Operator Metrics | NVIDIA Dynamo Documentation

Overview

The Dynamo Operator exposes Prometheus metrics for monitoring its own health and performance. These metrics are separate from application metrics (frontend/worker) and provide visibility into:

Controller Reconciliation: How efficiently controllers process DynamoGraphDeployments, DynamoComponentDeployments, and DynamoModels
Webhook Validation: Performance and outcomes of admission webhook requests
Resource Inventory: Current count of managed resources by state and namespace

Prerequisites

The operator metrics feature requires the same monitoring infrastructure as application metrics. For detailed setup instructions, see the Kubernetes Metrics Guide.

Quick checklist:

✅ kube-prometheus-stack installed (for ServiceMonitor support)
✅ Prometheus and Grafana running
✅ Dynamo Operator installed via Helm

Metrics Collection

ServiceMonitor

Operator metrics are automatically collected via a ServiceMonitor, which is created by the Helm chart when metricsService.enabled: true (default).

Unlike application metrics (which use PodMonitor), the operator uses ServiceMonitor and requires no manual RBAC configuration. The operator’s kube-rbac-proxy sidecar is configured with --ignore-paths=/metrics to allow Prometheus access.
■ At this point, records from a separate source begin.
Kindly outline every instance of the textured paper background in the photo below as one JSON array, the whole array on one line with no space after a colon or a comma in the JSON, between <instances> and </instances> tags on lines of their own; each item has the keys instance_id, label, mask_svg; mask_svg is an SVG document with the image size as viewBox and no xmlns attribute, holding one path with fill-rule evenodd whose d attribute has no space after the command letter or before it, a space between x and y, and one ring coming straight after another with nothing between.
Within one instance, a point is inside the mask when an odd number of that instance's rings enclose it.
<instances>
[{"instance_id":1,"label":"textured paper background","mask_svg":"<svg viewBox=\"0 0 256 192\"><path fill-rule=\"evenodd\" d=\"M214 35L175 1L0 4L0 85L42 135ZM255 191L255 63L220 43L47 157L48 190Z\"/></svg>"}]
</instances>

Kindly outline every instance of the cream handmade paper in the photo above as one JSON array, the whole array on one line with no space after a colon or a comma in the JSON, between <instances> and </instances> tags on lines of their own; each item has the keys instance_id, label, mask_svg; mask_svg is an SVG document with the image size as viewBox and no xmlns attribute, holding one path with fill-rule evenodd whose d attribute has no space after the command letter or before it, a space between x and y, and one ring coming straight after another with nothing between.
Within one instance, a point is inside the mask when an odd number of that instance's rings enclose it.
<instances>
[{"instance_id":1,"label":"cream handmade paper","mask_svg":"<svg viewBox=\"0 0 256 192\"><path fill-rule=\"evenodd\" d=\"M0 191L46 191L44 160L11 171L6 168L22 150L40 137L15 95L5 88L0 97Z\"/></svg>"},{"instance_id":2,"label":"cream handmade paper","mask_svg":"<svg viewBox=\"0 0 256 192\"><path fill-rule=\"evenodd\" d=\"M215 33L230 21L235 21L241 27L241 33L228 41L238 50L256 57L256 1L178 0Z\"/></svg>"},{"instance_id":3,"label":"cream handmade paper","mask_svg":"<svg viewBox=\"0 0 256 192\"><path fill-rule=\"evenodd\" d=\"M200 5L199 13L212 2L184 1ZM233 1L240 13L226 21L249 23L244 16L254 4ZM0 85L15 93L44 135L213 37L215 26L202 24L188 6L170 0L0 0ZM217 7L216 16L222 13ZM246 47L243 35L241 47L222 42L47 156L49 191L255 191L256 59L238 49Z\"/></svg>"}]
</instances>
To verify the ServiceMonitor is created:

$ kubectl get servicemonitor -n dynamo-system

Disabling Metrics Collection

To disable operator metrics collection:

$ helm upgrade dynamo-platform dynamo-platform-${RELEASE_VERSION}.tgz \
>   --namespace dynamo-system \
>   --set dynamo-operator.metricsService.enabled=false

Available Metrics

All metrics use the dynamo_operator namespace prefix.

Reconciliation Metrics

Metric	Type	Labels	Description
`dynamo_operator_reconcile_duration_seconds`	Histogram	`resource_type`, `namespace`, `result`	Duration of reconciliation loops
`dynamo_operator_reconcile_total`	Counter	`resource_type`, `namespace`, `result`	Total number of reconciliations
`dynamo_operator_reconcile_errors_total`	Counter	`resource_type`, `namespace`, `error_type`	Total reconciliation errors by type

Labels:

resource_type: DynamoGraphDeployment, DynamoComponentDeployment, DynamoModel, DynamoGraphDeploymentRequest, DynamoGraphDeploymentScalingAdapter
namespace: Target namespace of the resource
result: success, error, requeue
error_type: not_found, already_exists, conflict, validation, bad_request, unauthorized, forbidden, timeout, server_timeout, unavailable, rate_limited, internal

Webhook Metrics

Metric	Type	Labels	Description
`dynamo_operator_webhook_duration_seconds`	Histogram	`resource_type`, `operation`	Duration of webhook validation requests
`dynamo_operator_webhook_requests_total`	Counter	`resource_type`, `operation`, `result`	Total webhook admission requests
`dynamo_operator_webhook_denials_total`	Counter	`resource_type`, `operation`, `reason`	Total webhook denials with reasons

Labels:

resource_type: Same as reconciliation metrics
operation: CREATE, UPDATE, DELETE
result: allowed, denied
reason: Validation failure reason (e.g., immutable_field_changed, invalid_config)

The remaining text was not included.